In 2010, BBT commissioned one of its investment consultants to examine the asset allocation mix of the RBF and to propose new investment options. A preliminary report was presented to BBT’s investment committee in January, and a final report in April. After considering a number of scenarios, the board selected a new asset allocation mix for the RBF that utilizes many of BBT’s new investment options, increases the diversification of the portfolio, and is aimed at increasing returns while minimizing risk.

The board also gave the go-ahead to BBT’s Pension Plan Task Force to continue to seek ways to strengthen the plan. The team has received a report from Aon Hewitt on possible enhancements or changes that could be made based on industry trends and practices, and also is using information from conversations with other faith-based pension plan providers.

Securities lending program to become self-sustaining:

Following a discussion in the Investment Committee, led by chair Jack Grim, the board approved a motion that will result in the securities lending program becoming self-sustaining. This means that the use of future revenue from BBT’s securities lending program will first be used to offset fees to the program, including legal expenses.

BBT is currently in the middle of a lawsuit with its custodial bank regarding the securities lending program. Until this decision by the board, payment for securities lending legal fees came from BBT’s reserves.

“The action the Board took was to recognize that income from the program must first pay for all expenses of the program,” said Dulabaum. “Income in excess of expenses will continue to be used to offset the various fees associated with each investment fund.”

In other business:

FedEx was given a “no-fly zone” by the board. Each year, companies that have business practices at odds with Church of the Brethren Annual Conference statements are screened from BBT’s investment portfolio. This includes businesses that have major contracts with the US Department of Defense. Socially Responsible Investing (SRI) director Steve Mason presented two lists of Department of Defense contractors that in 2010 either earned 10 percent or more of their income from such contracts or were one of the top 25 publicly traded contracting firms. While many of the firms are not household names, the same cannot be said about FedEx. With the board’s approval of the lists, BBT will avoid patronizing FedEx during the next year, as well as the 83 other businesses that appear on the lists (review the lists at, click on “Downloads” then “Socially Responsible Investing”).
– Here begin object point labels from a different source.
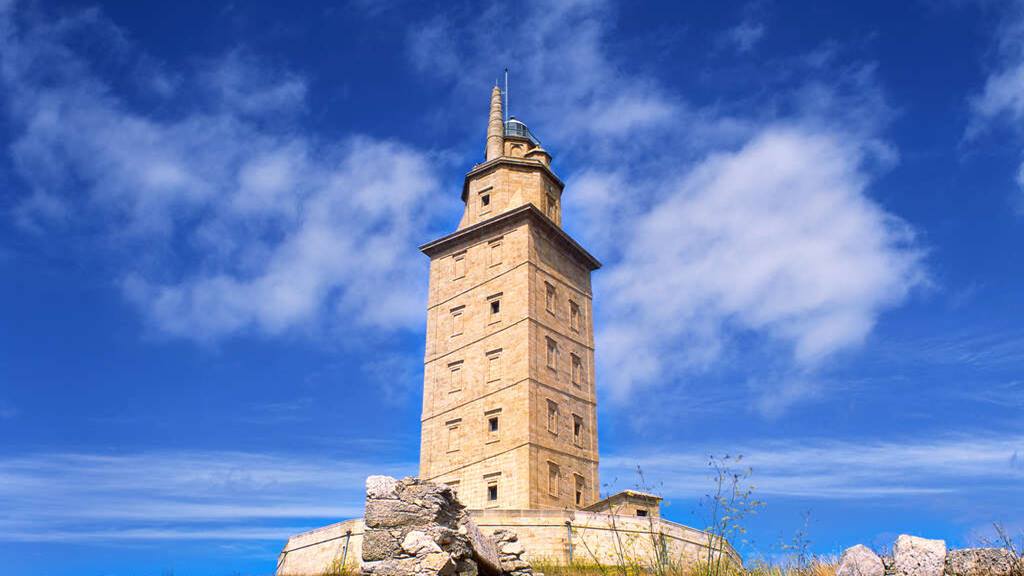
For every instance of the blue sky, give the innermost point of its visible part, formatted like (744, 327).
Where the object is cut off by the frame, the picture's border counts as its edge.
(212, 309)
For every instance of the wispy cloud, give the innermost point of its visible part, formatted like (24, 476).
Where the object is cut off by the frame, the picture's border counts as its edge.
(744, 36)
(227, 216)
(827, 469)
(752, 222)
(1003, 94)
(185, 495)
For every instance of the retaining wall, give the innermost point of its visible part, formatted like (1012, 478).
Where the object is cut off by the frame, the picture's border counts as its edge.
(553, 536)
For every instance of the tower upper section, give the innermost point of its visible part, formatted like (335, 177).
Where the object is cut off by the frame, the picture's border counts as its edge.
(516, 171)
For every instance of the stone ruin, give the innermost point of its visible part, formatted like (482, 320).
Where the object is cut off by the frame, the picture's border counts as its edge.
(418, 528)
(920, 557)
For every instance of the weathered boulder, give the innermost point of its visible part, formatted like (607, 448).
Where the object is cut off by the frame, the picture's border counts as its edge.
(981, 562)
(860, 561)
(416, 528)
(511, 552)
(919, 557)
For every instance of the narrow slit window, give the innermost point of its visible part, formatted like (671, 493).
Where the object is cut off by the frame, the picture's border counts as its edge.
(552, 417)
(494, 423)
(494, 366)
(457, 321)
(495, 307)
(453, 436)
(485, 201)
(455, 376)
(574, 316)
(495, 252)
(459, 265)
(554, 478)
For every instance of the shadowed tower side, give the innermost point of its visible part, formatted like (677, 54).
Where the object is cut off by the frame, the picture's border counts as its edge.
(509, 412)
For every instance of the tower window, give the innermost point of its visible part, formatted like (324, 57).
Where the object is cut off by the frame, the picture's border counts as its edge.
(554, 479)
(552, 354)
(495, 252)
(494, 423)
(453, 440)
(459, 265)
(457, 318)
(495, 305)
(455, 376)
(552, 417)
(484, 201)
(574, 316)
(494, 365)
The Investment Committee and board addressed details related to BBT’s investment guidelines, including how large a small cap company can be and a benchmark for the Public Real Estate Fund, which was shifted to the Standard & Poor’s Developed Property Index. The board in closed sessions discussed the ongoing securities lending litigation, and efforts to comply with federally mandated security laws. A facilities and compliance task force that includes Carol Hess, Carol Ann Greenwood, Ann Quay Davis, and Dulabaum was created.

The next BBT board meetings will be on July 6 in Grand Rapids, Mich., following Annual Conference; and Nov. 18-19 in Martinsburg, Pa., at the Village at Morrisons Cove.
— Brian Solem is coordinator of publications for Brethren Benefit Trust.